Das Parlament billigte den umstrittenen Entwurf, der die Familienzusammenführung von Migranten erschwert, trotz Kritik von Sozialisten und linksgerichteten Gruppierungen.
Portugal verschärft Ausländergesetz mit Stimmen der Rechtspopulisten

Mit den Stimmen der Rechtspopulisten der Partei Chega hat das Parlament in Portugal ein verschärftes Ausländergesetz verabschiedet. Der umstrittene Entwurf der konservativen Regierung von Ministerpräsident Luís Montenegro wurde nach monatelangen hitzigen Debatten in der Lissabonner «Assembleia da República» gebilligt. Das neue Regelwerk erschwert unter anderem die Familienzusammenführung der Migranten.
Die sozialdemokratisch orientierte Sozialistische Partei (PS) sowie weitere linksgerichtete Gruppierungen votierten gegen die Vorlage.
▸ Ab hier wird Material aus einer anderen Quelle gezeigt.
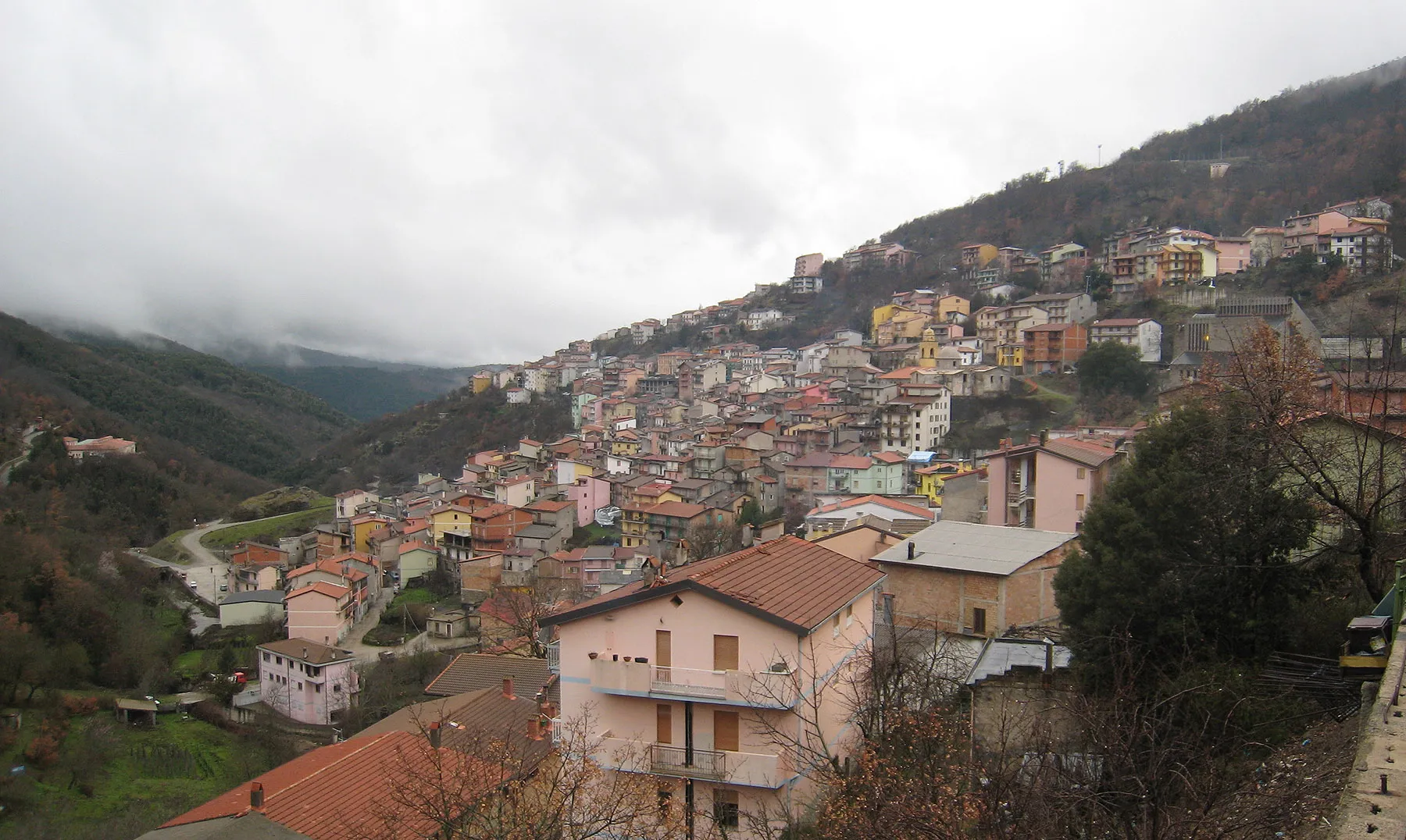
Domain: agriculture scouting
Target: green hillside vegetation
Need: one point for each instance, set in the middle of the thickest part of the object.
(277, 502)
(366, 393)
(230, 415)
(269, 532)
(432, 437)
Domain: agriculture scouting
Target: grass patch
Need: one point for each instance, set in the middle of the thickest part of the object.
(269, 532)
(412, 596)
(169, 548)
(112, 780)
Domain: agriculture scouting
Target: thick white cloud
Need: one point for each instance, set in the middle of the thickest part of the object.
(464, 183)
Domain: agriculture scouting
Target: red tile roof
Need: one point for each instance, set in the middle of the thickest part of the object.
(872, 499)
(676, 509)
(790, 582)
(348, 790)
(323, 586)
(548, 504)
(330, 567)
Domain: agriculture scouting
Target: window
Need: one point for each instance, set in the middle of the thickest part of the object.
(724, 808)
(664, 724)
(724, 653)
(726, 731)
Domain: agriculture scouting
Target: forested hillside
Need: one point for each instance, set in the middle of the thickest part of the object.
(237, 418)
(1318, 145)
(1305, 149)
(432, 437)
(366, 393)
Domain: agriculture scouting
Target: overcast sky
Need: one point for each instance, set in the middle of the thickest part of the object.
(466, 183)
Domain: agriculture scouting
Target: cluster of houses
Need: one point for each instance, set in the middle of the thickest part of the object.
(98, 447)
(1142, 260)
(695, 667)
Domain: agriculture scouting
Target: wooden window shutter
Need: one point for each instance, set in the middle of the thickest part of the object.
(664, 727)
(724, 731)
(724, 653)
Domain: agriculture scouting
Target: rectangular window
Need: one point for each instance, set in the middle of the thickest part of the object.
(726, 731)
(724, 653)
(664, 724)
(724, 808)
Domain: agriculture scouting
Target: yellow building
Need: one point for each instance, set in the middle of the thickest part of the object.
(450, 518)
(362, 527)
(634, 525)
(928, 349)
(949, 307)
(933, 478)
(625, 443)
(1010, 356)
(882, 315)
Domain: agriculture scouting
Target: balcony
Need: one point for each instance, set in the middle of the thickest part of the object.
(669, 760)
(773, 689)
(757, 770)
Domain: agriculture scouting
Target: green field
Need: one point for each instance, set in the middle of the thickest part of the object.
(169, 548)
(269, 530)
(112, 780)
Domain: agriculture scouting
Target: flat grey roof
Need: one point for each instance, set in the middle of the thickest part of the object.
(259, 596)
(998, 657)
(966, 546)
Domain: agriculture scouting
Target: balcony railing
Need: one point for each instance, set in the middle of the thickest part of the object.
(669, 760)
(688, 682)
(769, 689)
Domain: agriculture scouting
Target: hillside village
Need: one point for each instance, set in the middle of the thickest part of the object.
(729, 527)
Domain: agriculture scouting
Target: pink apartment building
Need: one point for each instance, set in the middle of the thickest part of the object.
(305, 680)
(688, 671)
(1049, 485)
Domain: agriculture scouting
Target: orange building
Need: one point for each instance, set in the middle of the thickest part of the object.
(1052, 347)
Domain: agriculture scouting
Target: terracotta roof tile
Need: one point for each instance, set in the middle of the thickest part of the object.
(789, 581)
(473, 671)
(346, 790)
(323, 586)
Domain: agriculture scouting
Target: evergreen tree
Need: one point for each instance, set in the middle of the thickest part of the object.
(1190, 553)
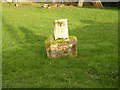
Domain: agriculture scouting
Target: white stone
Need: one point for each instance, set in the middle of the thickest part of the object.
(61, 29)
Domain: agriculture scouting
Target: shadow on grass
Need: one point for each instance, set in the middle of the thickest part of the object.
(23, 43)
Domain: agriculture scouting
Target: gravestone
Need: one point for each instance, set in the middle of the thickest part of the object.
(61, 44)
(61, 29)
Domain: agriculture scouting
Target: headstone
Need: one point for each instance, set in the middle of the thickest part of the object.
(61, 29)
(61, 44)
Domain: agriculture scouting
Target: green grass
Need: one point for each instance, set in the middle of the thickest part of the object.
(25, 64)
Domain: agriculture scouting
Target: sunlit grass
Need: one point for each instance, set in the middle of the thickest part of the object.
(25, 64)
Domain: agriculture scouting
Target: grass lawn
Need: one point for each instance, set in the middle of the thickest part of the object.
(25, 64)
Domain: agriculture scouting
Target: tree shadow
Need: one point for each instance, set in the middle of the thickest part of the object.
(95, 38)
(34, 43)
(23, 43)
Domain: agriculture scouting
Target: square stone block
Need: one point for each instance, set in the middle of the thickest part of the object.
(60, 47)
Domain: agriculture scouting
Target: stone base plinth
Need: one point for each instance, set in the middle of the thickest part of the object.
(61, 48)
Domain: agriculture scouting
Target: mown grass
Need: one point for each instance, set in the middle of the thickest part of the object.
(25, 64)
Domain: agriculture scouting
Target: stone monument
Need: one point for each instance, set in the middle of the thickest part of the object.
(61, 44)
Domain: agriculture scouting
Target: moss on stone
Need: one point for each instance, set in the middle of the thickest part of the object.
(51, 40)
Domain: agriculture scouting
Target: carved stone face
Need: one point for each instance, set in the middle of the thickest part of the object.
(61, 29)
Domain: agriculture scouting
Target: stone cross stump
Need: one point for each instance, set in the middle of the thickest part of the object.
(61, 44)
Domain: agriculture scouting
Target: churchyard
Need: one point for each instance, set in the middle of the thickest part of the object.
(24, 58)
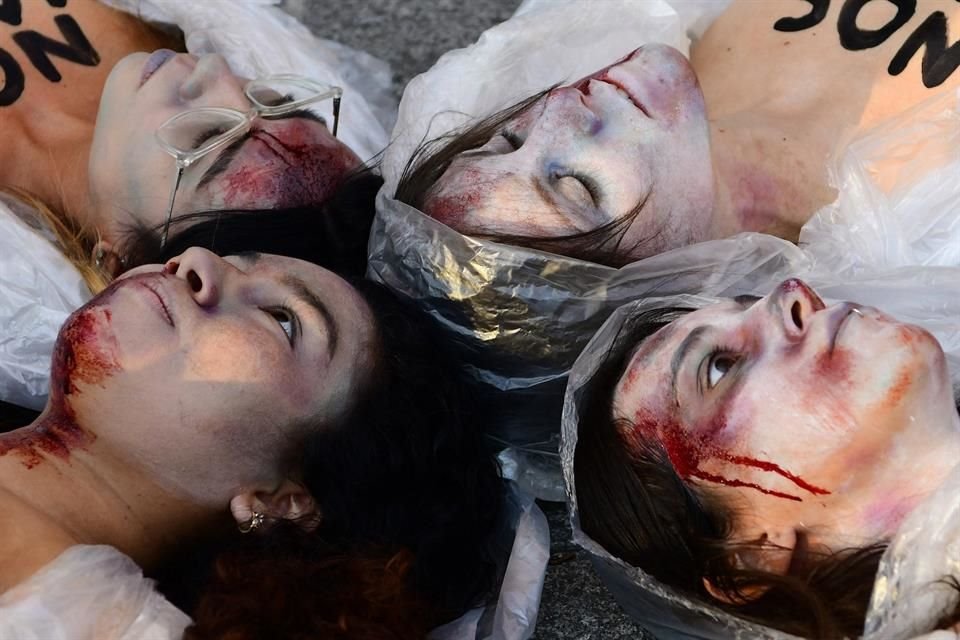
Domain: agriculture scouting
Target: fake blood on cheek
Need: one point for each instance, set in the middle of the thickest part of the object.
(287, 170)
(688, 451)
(83, 355)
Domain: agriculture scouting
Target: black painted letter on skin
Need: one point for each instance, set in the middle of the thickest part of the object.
(12, 79)
(853, 38)
(817, 13)
(39, 47)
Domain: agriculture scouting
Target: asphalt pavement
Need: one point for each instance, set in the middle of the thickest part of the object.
(411, 35)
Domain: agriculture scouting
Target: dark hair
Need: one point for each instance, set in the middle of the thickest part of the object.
(431, 160)
(332, 234)
(409, 498)
(634, 503)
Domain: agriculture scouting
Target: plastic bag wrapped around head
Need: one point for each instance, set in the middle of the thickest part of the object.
(257, 39)
(911, 595)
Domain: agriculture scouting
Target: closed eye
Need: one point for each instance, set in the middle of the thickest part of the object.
(578, 188)
(287, 321)
(207, 135)
(718, 364)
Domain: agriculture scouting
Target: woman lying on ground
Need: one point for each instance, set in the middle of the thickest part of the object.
(102, 139)
(759, 454)
(656, 151)
(259, 392)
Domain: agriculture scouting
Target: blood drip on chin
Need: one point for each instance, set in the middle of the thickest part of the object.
(287, 167)
(688, 451)
(83, 354)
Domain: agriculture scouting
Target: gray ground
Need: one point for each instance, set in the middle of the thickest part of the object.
(411, 35)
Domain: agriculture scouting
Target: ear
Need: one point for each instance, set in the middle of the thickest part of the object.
(106, 258)
(770, 553)
(289, 501)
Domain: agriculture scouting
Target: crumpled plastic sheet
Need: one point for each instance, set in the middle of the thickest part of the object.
(39, 288)
(526, 543)
(256, 37)
(89, 593)
(520, 317)
(909, 597)
(666, 612)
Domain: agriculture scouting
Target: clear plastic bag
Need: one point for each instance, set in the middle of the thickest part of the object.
(258, 38)
(908, 598)
(89, 593)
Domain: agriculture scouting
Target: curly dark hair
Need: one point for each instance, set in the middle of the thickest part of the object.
(409, 497)
(603, 245)
(633, 502)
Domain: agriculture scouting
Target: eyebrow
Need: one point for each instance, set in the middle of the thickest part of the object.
(692, 339)
(303, 292)
(227, 155)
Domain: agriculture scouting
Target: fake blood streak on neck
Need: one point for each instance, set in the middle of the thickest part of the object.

Die Abgeordnete Andreia Galvão vom Linksblock (Bloco de Esquerda) sprach in der Debatte vor der Abstimmung im Parlament von einem «grausamen Gesetz gegen Ausländer», das Väter von Kindern und Ehefrauen trenne.
Das Parlament hatte im Sommer eine erste Fassung des Gesetzes zur Regelung «der Einreise, des Aufenthalts, der Ausreise und der Abschiebung von Ausländern» gebilligt. Einige Teile waren aber anschließend auf Antrag von Staatsoberhaupt Marcelo Rebelo de Sousa vom Verfassungsgericht geprüft und als verfassungswidrig zurückgewiesen worden.
Abkommen der Regierung mit Rechtspopulisten
Kritisiert wurden unter anderem Beschränkungen beim Zugang zur Justiz sowie die Bestimmung, dass Migranten erst nach zwei Jahren rechtmäßigen Aufenthalts einen Antrag auf Familiennachzug stellen dürfen. In der verabschiedeten Version wurde diese Frist auf ein Jahr verkürzt. Bisher gab es in Portugal jedoch keine Mindestwartefrist für einen solchen Antrag.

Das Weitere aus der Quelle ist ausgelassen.